Anonymous 0 Comments

The telescopes don’t see the gas any more than your eyes see our own atmosphere, but that doesn’t mean things are unknowable. We see trees and flags wave in the wind, and clouds form and move, we have rainbows and light pollution, stars twinkle — all consequences of gasses we can’t see (but we do see the results). The question of understanding distant planets works in the same way, we can understand the gasses and atmosphere even without seeing them directly IF we can get an idea of what the gasses are doing via other methods.

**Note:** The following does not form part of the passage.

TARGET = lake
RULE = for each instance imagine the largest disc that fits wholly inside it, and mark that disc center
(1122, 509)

In the instance of this telescope & planet, the telescopes take a picture of the star and then another and another (and so on) looking for little eclipses from when the planet crosses in front of the star from our point of view.

And when THAT happens we can get a picture that includes the planet. And if we’re lucky, we can catch a hint of the rainbow created by the planet’s atmosphere (if it has an atmosphere). This works much the same way as a rainbow here on Earth.

And if we have a rainbow (a spectrum) THAT can be analyzed to see what is causing it, as not all rainbows are created equal. On their face, all rainbows look similar, but that is partly because the light rays are going every which way. If you have a polarizer (like polarized sunglasses) you can filter out the “every which way” effect and you get a rainbow with a long series of dark & bright spots, I’ve linked the periodic table of elements so you can see what each different element’s ‘fingerprint’ looks like in this situation; and of course each molecule has a different fingerprint as well.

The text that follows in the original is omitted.